Adobe released the first beta of Flex 3, codenamed Moxie, in June 2007. Major enhancements include integration with the new versions of Adobe's Creative Suite products, support for AIR (Adobe's new desktop application runtime), and the addition of profiling and refactoring tools to the Flex Builder IDE.

=== Adobe Flash Builder and Flex 4 ===
Adobe released Flex 4.0 (code named Gumbo) on March 22, 2010. The Flex 4 development environment was rebranded from Adobe Flex Builder to Adobe Flash Builder, to indicate it produces applications for Adobe Flash Player, and is not a separate platform.

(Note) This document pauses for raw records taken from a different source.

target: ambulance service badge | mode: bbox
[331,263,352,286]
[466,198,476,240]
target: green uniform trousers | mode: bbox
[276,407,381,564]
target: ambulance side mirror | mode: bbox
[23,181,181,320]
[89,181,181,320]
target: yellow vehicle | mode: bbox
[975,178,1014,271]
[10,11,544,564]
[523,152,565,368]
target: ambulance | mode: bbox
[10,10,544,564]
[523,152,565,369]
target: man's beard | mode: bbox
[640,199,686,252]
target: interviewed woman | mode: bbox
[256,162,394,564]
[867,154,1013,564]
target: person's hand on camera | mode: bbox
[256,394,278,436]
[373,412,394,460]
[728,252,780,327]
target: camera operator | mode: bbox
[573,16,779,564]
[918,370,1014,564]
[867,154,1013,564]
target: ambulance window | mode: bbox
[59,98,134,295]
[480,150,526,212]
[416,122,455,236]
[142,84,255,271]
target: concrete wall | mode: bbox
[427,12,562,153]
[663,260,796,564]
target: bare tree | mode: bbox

Some themes that have incorporated into Flex 4:

- Design in Mind: The framework has been designed for continuous collaboration between designers and developers.
- Accelerated Development: Be able to take application development from conception to reality quickly.
- Horizontal Platform Improvements: Compiler performance, language enhancements, BiDirectional components, enhanced text (Flex 4 includes the new Text Layout Framework).
- Full Support for Adobe Flash Player 10 and above.
- Broadening Horizons: Finding ways to make a framework lighter, supporting more deployment runtimes, runtime MXML.
- Simpler skinning than the previous versions.
- Integration with Adobe Flash Catalyst.
- Custom templates

Flash Builder is available in two versions: Standard and Premium, the premium adds the following features;

- Testing tools
- Memory and performance profilers
- An automated testing harness to connect to all the leading testing tools
- FlexUnit support
- command-line build capability

=== Adobe Flash Builder 4.5 and Flex 4.5 ===
On May 3, 2011, Adobe shipped Flash Builder 4.5 copying Flex 4.5 (SDK Only) which delivers full support for building Flex and ActionScript applications for Google Android, as well as support for building ActionScript applications for BlackBerry Tablet OS and Apple iOS. An update to Flash Builder 4.5 and Flex 4.5 adds support for building Flex applications for BlackBerry Tablet OS and Apple iOS.

Flex 4.5 SDK delivers many new components and capabilities, along with integrated support in Flash Builder 4.5 and Flash Catalyst CS 5.5. With the Adobe Flex 4.5 SDK, which is governed by three main goals:

- Allow developers to use Flex for multiscreen application development
- Further, mature the Spark (skinning) architecture and component set which was introduced in Flex 4

===End of life===
Adobe Flash Builder 4.7 reached end of core support in 2017 and end of extended support in 2019.